INFORMATION PROCESSING

4. Information Processing

Unlike other learning theories discussed here, information processing is not a learning theory of its own. Instead, it refers to “how people attend to environmental events, encode information to be learned and relate it to knowledge in memory, store new knowledge in memory and retrieve it as needed (Schunk 119).

Information processing is concerned a great deal with memory storage and retrieval. Gestalt psychologists provide an insight into the need for organizing information, while verbal learning research proves that organization improves recall. The important concept here is that information is learned better, or memorized with greater likelihood of recall, if it is organized in an orderly manner. If information is not organized, individuals “impose their own organization” (Schunk 167) in an attempt to make the information easier to memorize.

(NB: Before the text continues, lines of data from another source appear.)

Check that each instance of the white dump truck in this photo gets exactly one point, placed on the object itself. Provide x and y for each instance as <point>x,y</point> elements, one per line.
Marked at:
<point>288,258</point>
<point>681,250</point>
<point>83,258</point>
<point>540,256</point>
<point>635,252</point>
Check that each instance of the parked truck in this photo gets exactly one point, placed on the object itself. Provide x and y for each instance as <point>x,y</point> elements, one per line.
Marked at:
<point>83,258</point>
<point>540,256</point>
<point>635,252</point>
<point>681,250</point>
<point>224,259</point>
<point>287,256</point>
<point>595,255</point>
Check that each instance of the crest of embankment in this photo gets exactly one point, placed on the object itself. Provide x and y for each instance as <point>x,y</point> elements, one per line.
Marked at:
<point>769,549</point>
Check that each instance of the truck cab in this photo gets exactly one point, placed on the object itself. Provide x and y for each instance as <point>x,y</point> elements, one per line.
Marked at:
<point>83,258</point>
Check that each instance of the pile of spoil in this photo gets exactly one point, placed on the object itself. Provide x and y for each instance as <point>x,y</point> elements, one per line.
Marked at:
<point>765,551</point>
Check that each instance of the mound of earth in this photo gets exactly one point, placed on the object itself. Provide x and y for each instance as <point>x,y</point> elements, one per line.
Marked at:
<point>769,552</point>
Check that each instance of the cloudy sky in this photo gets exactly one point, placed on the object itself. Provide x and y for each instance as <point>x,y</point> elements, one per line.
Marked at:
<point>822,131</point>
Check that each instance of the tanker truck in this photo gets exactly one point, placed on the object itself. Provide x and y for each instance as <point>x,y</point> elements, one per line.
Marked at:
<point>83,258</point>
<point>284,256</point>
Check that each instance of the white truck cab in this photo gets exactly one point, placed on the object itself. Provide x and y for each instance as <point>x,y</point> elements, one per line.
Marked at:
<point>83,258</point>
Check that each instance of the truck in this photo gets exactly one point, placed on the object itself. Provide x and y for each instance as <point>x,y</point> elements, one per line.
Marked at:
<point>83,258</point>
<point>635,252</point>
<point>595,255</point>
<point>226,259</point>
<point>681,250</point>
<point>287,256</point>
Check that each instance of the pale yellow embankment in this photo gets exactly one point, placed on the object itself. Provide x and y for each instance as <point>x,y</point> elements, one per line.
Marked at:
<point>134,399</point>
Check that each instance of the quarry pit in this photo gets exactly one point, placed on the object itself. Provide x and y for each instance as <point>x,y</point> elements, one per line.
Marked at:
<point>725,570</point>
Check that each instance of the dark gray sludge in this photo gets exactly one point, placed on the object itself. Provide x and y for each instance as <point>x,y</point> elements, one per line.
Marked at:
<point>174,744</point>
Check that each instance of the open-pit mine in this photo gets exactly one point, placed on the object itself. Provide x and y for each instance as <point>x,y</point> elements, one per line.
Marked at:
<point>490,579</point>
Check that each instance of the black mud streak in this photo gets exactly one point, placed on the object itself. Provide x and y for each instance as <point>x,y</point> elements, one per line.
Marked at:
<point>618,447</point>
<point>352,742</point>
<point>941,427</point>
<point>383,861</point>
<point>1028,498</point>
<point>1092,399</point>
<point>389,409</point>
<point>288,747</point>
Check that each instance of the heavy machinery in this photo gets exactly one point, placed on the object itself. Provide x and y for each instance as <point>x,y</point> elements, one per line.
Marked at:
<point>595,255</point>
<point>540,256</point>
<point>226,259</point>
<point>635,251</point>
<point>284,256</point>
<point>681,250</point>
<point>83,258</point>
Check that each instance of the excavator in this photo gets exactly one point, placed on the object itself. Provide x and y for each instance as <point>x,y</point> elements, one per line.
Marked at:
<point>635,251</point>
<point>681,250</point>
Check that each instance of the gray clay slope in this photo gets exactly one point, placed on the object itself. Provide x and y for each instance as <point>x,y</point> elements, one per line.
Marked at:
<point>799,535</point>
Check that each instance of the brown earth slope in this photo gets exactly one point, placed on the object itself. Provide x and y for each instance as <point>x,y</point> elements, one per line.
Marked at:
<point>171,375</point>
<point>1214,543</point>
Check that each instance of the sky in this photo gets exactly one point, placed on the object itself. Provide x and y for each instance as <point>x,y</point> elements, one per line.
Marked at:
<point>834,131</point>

Effective use of information processing includes is facilitated with an awareness of how memory works at different levels. There are two types of memory for holding information: short-term and long-term memory. In the 1950's, George Miller proposed the concept that short-term memory could only hold a limited amount of information. Information is broken into pieces called chunks and short-term memory can only store approximately seven chunks of information for immediate retrieval; seven names, seven items in a list, etc.

Miller also proposed that the human mind worked very much like a computer. Information is stored, processed and retrieved. Information processing learning theorists are therefore basically concerned with how human memory works.

Other types of memory have been defined as well as short and long-term memory. Episodic memory is information that is associated with events, times and places. Semantic memory involves general knowledge and concepts. Verbal memory is concerned with language meanings and structure. Visual memory is the storage and retrieval of information coded as images.

An understanding of information processing schemas, as presented by educators such as Gagne and Dick and later Anderson, can aid teachers in providing stronger learning opportunities for students. There is a danger to rely on rote memory, to move information from short-term memory to long-term memory without truly understanding the information. Utilizing the concept of schema, however, allows teachers to help students learn smaller pieces of information that build on each other. Students are encouraged to construct new knowledge based on earlier memorized information, which is a similar characteristic of constructivist theory.

Information processing has become very helpful in understanding the limits of human memory and information recall. For effective memory recall to occur a number of conditions need to be met and information processing theorists have been very helpful in outlining these requirements. Teachers need to be aware of what is needed for effective memory recall, and the differences between the various types of memory.